Pinellas County Reptiles tries to keep them in stock.


----------



## randommind (Sep 14, 2010)

...and if you ever happen to be in the Fort Meyers area, I would suggest getting in contact with Dustin (Quality, Captive Bred Poison Frogs - The Florida Frogger). If you could arrange a time to visit his frog room, you will definitely be impressed!...even more so after next weekend!


----------



## tarbo96 (Jan 12, 2006)

randommind said:


> ...and if you ever happen to be in the Fort Meyers area, I would suggest getting in contact with Dustin (Quality, Captive Bred Poison Frogs - The Florida Frogger). If you could arrange a time to visit his frog room, you will definitely be impressed!...even more so after next weekend!


Do I see some awesome new V-scape tanks in someones future?


----------



## Reef_Haven (Jan 19, 2011)

billschwinn said:


> Pinellas County Reptiles tries to keep them in stock.


Bill,
Aren't you breeding again as well?

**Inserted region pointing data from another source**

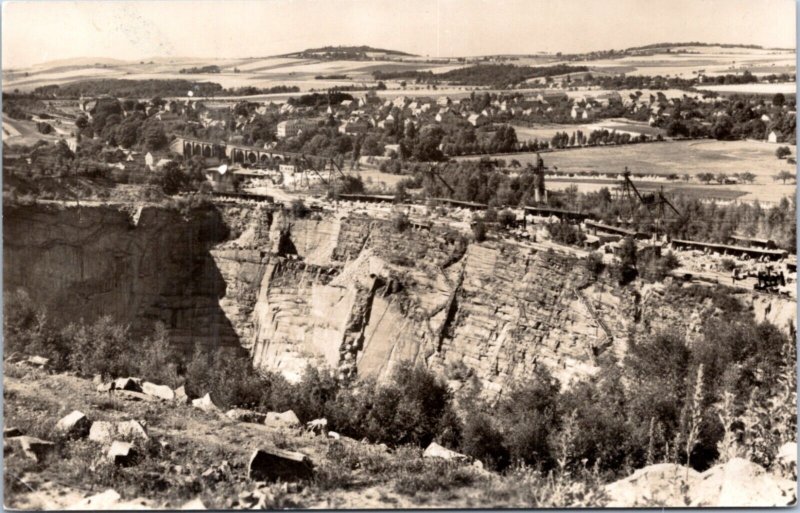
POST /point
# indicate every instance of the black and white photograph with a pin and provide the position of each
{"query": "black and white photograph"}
(381, 254)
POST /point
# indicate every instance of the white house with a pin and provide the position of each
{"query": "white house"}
(477, 119)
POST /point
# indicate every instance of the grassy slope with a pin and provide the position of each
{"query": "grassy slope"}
(350, 474)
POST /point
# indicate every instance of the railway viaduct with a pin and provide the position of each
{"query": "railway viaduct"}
(236, 153)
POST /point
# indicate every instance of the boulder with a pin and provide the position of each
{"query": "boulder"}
(108, 500)
(102, 432)
(275, 464)
(655, 485)
(241, 415)
(161, 391)
(105, 387)
(742, 483)
(11, 432)
(787, 454)
(317, 426)
(285, 419)
(121, 453)
(75, 425)
(34, 448)
(38, 361)
(131, 384)
(435, 450)
(194, 504)
(205, 403)
(737, 483)
(131, 430)
(180, 395)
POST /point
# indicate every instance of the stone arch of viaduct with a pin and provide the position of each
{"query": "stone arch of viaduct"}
(236, 153)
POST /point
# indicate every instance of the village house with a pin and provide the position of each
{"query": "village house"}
(478, 120)
(390, 149)
(292, 127)
(354, 127)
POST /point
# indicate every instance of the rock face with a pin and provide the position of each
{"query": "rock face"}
(285, 419)
(121, 453)
(102, 432)
(205, 403)
(275, 464)
(154, 268)
(435, 450)
(34, 448)
(737, 483)
(345, 291)
(241, 415)
(76, 425)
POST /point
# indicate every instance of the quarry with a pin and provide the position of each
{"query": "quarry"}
(341, 290)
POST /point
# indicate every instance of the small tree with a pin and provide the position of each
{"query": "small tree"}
(506, 218)
(783, 176)
(705, 177)
(479, 231)
(747, 177)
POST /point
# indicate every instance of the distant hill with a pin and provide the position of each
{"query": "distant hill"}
(346, 53)
(656, 46)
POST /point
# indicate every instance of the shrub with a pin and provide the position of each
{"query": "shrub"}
(594, 264)
(159, 360)
(100, 348)
(400, 222)
(298, 209)
(483, 441)
(479, 231)
(565, 233)
(727, 265)
(506, 218)
(528, 415)
(229, 378)
(411, 409)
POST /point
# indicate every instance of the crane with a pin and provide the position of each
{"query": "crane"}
(656, 203)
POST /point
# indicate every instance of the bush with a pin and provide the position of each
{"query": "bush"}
(594, 264)
(159, 361)
(479, 231)
(506, 218)
(565, 233)
(412, 409)
(483, 441)
(528, 415)
(298, 209)
(400, 222)
(100, 348)
(727, 265)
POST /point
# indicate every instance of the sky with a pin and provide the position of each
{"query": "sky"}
(36, 31)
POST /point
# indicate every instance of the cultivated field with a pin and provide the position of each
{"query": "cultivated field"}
(785, 88)
(676, 157)
(710, 60)
(547, 131)
(679, 157)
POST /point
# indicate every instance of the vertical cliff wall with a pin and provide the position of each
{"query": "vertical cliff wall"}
(139, 267)
(347, 292)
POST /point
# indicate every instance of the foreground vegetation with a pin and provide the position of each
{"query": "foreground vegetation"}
(729, 392)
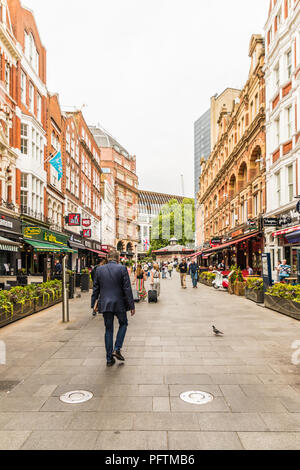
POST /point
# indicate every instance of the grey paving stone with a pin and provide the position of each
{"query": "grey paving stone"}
(34, 421)
(61, 440)
(270, 440)
(54, 404)
(204, 441)
(21, 404)
(217, 405)
(127, 404)
(132, 440)
(231, 422)
(101, 421)
(282, 421)
(13, 440)
(166, 421)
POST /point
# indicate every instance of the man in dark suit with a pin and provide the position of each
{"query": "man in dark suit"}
(112, 296)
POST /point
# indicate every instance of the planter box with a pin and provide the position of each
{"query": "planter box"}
(239, 289)
(22, 280)
(18, 314)
(284, 306)
(255, 295)
(231, 289)
(85, 282)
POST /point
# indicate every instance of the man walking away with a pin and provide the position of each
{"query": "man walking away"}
(194, 274)
(112, 296)
(170, 269)
(183, 272)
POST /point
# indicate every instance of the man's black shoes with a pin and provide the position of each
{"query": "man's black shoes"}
(111, 363)
(118, 355)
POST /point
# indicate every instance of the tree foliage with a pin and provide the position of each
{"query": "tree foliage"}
(174, 220)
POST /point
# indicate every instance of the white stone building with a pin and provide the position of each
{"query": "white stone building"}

Can you tell us what frogs you might have available soon?


----------



## IEatBugs (May 15, 2012)

tarbo96 said:


> Do I see some awesome new V-scape tanks in someones future?


Indeed, I can't wait to get them and start building!


----------



## dormfrogger (May 20, 2013)

Thanks guys, I was already planning on buying from a hobbyist as it is the best thing for the hobby! I really just wanted to see some frogs, I'm doing all the research and can't get to buying until August which is killing me 

I'm likely going to go for Leucs when its time to buy, maybe fine spots?


----------



## hypostatic (Apr 25, 2011)

This seems to be of relevance:

http://www.dendroboard.com/forum/southeast/99570-mini-gathering-tampa-show.html


----------



## billschwinn (Dec 17, 2008)

Reef_Haven said:


> Bill,
> Aren't you breeding again as well? Can you tell us what frogs you might have available soon?


I have begun to get the wheels of breeding turning again, never realized or forgot how long the process is. I do not have enough froglets to do the show this weekend, with luck and a lot of work I am trying for the fall tampa show. I am trying to get a few surprises producing , new to me and many of my regulars.I am also still on oxygen and am trying to get some portable equipment which would give me a chance to travel easier.


----------